Neck Pain and Headaches: Why Your Headaches Might Actually Be A Spine Problem

Written by Connor Sheeks, PT, DPT  ·  Published May 2026  ·  Last reviewed May 2026

Reading time: approximately 9 minutes




If you've had recurring headaches for months or years — headaches that start at the base of your skull, travel over one side of your head, and seem to be connected to your neck — there's a real chance they've been misdiagnosed.

Cervicogenic headache is a type of headache that originates from the cervical spine — the joints, muscles, and nerves of the neck — and refers pain into the head. It accounts for an estimated 15–20% of all chronic recurring headaches. And because its symptoms can overlap significantly with tension headache and migraine, it is frequently missed, undertreated, or treated with approaches that don't address the source.

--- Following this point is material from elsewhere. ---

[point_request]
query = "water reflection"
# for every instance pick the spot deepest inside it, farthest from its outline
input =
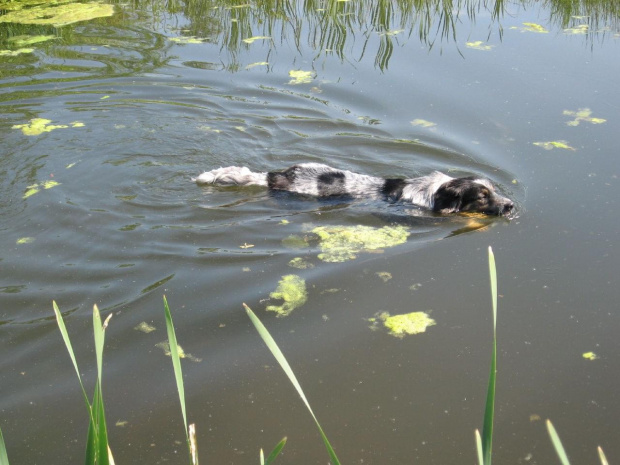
(346, 29)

The clinical implication is significant: if your headaches are cervicogenic in origin, no amount of migraine medication or tension headache management will produce lasting relief. The neck needs to be treated. And that's exactly what physical therapy — specifically, manual therapy and targeted exercise for the cervical spine — is designed to do.

This article explains what cervicogenic headache is, how to distinguish it from other headache types, what the cervical spine has to do with it, and what treatment actually works.




What you'll learn in this article

• What cervicogenic headache is and where it comes from anatomically

• How to distinguish it from tension headache and migraine

• The cervical spine structures most commonly involved

• Why it's frequently misdiagnosed and undertreated

• What physical therapy does for cervicogenic headache — and what the evidence shows

• What a realistic treatment plan and recovery timeline looks like

• When headaches require urgent medical evaluation




What Cervicogenic Headache Is

Cervicogenic headache (CGH) is a headache that originates from a source in the cervical spine — typically the upper cervical joints (C1–C3), surrounding musculature, or the suboccipital region — and refers pain into the head through shared neural pathways.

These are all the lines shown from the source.